Wednesday, September 14, 2011

Grace

Yesterday was the three-year anniversary of my dad's death. Although I felt on the verge of tears most of the day, I just kept trying to think about how far we have come since that horrible day.

My sister and I attended Michele's yoga class. Michele is incredibly nurturing and offers a distinct maternal energy, so I felt very comfortable and supported in her presence.

I thought about canceling my class, but I am so happy I showed up. What kind of teacher would I be if I only chose to serve when it was convenient for me? This is what the practice is about - showing up and doing our best. It wasn't until everyone was in Savasana that I felt overwhelmed with sadness. All day I had avoided my broken heart and in that moment, it was inevitable. Without allowing myself to fall apart, I touched the sadness, the loneliness, and the fears that have developed since losing my father. I touched on it, but didn't lose myself in it. If I lose myself in anything these days, I only want it to be love for the Divine.

The highlight of the day was definitely our fire ceremony. I feel so blessed to have open-minded people around me. Throughout the puja I looked around the circle at the beings who had gathered and felt such an intense from of love and gratitude. A couple of them have been in my life for over ten years and there were a couple of new friends in the circle as well, however, I know it wasn't the first time our five souls sat in a circle together.

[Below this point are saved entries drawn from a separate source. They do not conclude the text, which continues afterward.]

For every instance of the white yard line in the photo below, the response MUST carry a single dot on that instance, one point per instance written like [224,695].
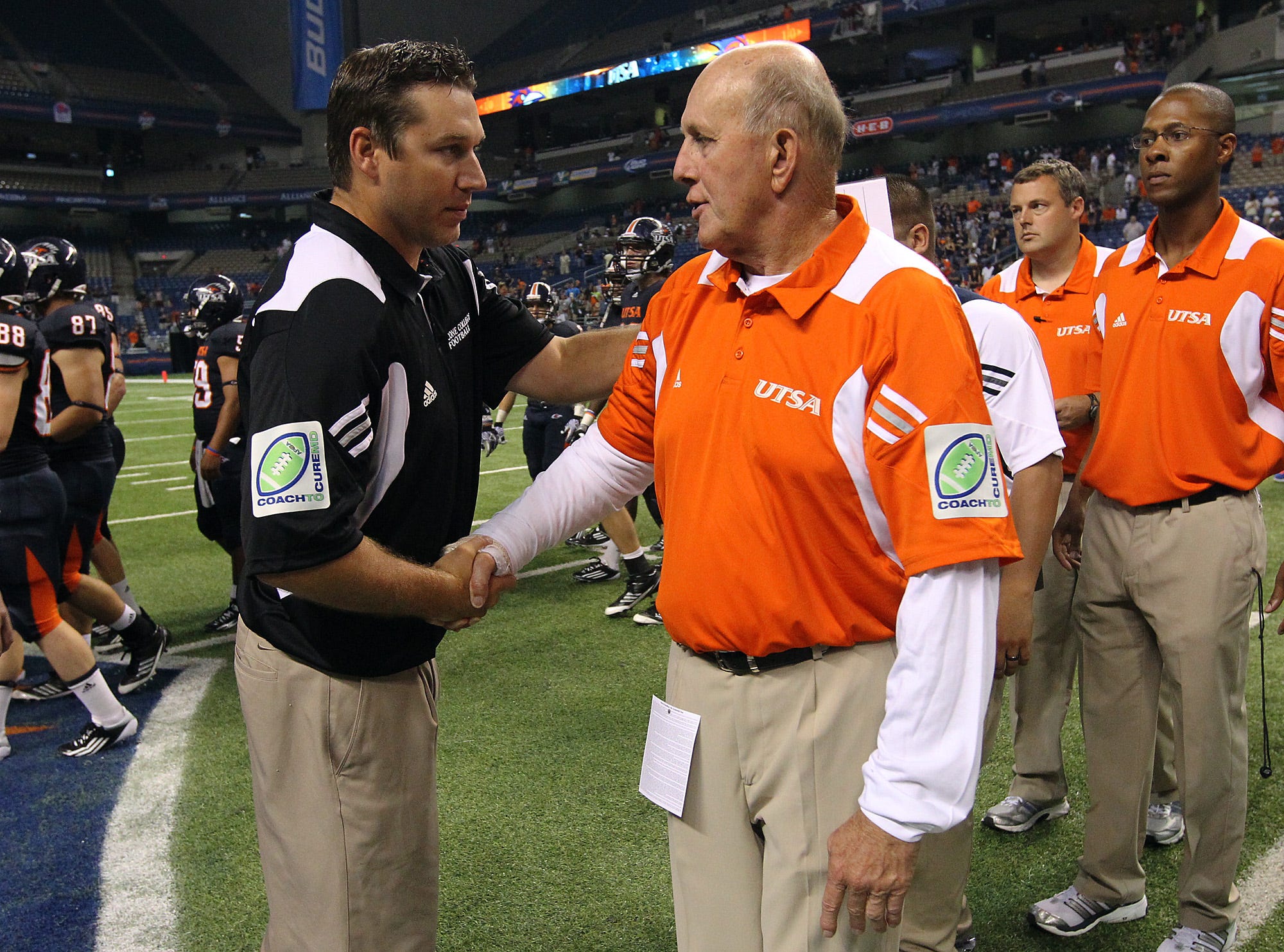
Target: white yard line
[148,466]
[138,910]
[160,515]
[1263,890]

I wasn't able to to dive super deep, partially because I was concerned with everyone else's experience, but it was still enough to stir up something with me. I don't know how much of it was because of old samskaras, or if it was caused by a deep sense of knowing that this is the beginning of something bigger than all of us.

Tonight as I sit here contemplating lessons from the Hindu scriptures, I am reminded that is is all here to bring me back to the Divine. I feel this sacred Truth all the way into the depth of my bones, yet I have so many moments of ignorance. I keep coming back though. I keep reconnecting to this Truth and I pray for Grace to carry me away.

butterflies

Over the last two weeks there have been butterflies all around me. Every day at least one visits me. Here is what I learned about these beautiful creatures...

Butterfly (new birth)
New love and joy are coming. Transformation is inevitable but it will be easier than expected. Embrace new beginnings.

What a sweet and perfect reminder from the Universe.